All organisms need nutrients, energy and space to grow, and organisms that belong to sexually reproducing species want to mate. Often the resources these organisms need are in short supply; a given ecosystem may only have so many nutrients and so much space, for example. Scarcity leads to competition not only between species, but within species as well.
The prefix intra- means within, while inter- means between. If you break the two terms down, "intraspecific" just means within a species, while "interspecific" means between them. Consequently, interspecific competition is all about competition between two or more species, while intraspecific competition involves different individuals of the same species. Remembering the prefixes is an easier way to remember what the two words mean, especially since both prefixes are very common in scientific terminology.

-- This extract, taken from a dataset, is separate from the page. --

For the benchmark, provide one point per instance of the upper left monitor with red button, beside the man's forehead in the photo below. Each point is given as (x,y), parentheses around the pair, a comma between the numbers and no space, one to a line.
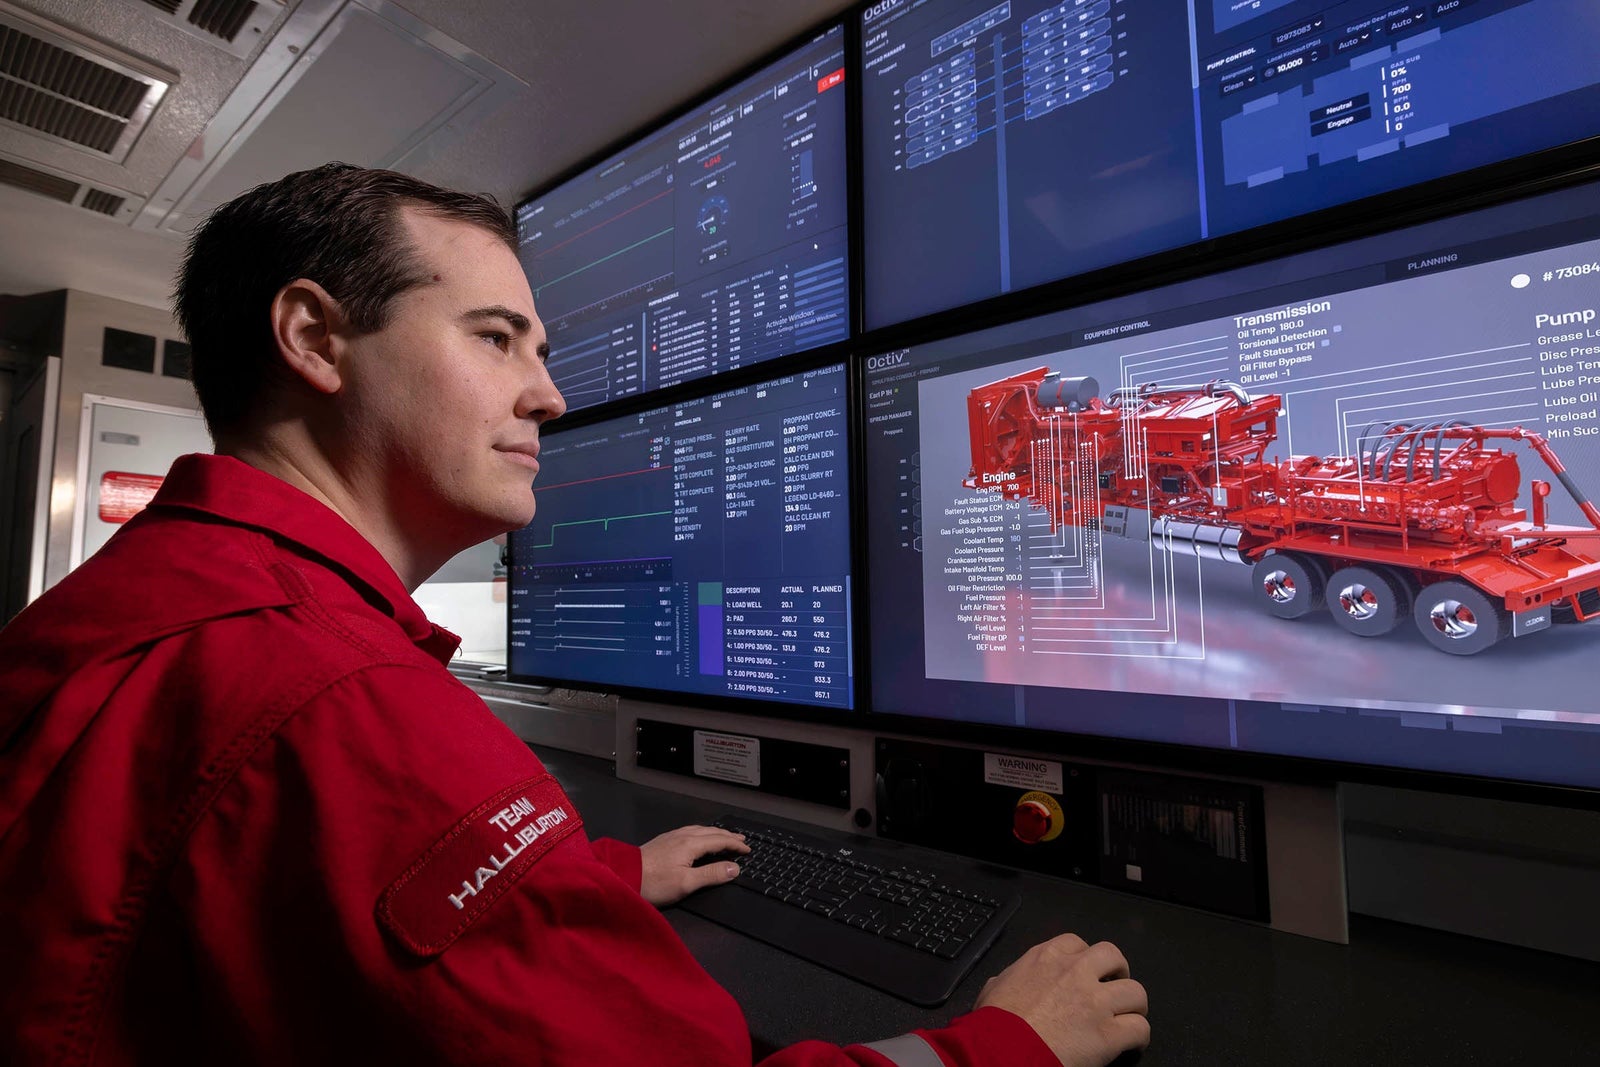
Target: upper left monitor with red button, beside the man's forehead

Competition happens when not enough of a given resource is available to go around. That resource could be one of many things. Trees in a forest, for example, need access to light; by growing tall they ensure their own access but deny it to others. Bacteria in a petri dish all need sugars and nutrients to grow, but both are present in limited amounts. Cheetahs compete for prey with other predators in some parts of their range. Whether it be space, food or nutrients, a resource in short supply engenders competition.
Interspecific competition may take place by interference or by exploitation. Interference is more direct; the two species actively fight or interfere with each other. Black walnut trees, for example, secrete compounds that inhibit the growth of other plants. Exploitation, by contrast, is a more-indirect form where different species compete not by directly attacking or interfering with each other, but by exploiting the resource and thus leaving less available for their competitors.
Like interspecific competition, intraspecific competition is highly density-dependent, meaning that the more-densely populated the ecosystem, the more competition will occur. Intraspecific competition also features interference, where organisms directly fight for the resource, and exploitative competition, where they compete indirectly. Among sexually reproducing species, competition for mates is often an especially dramatic form of intraspecific competition. Male peacocks and elk both exhibit striking features, which they evolved as a result of sexual selection.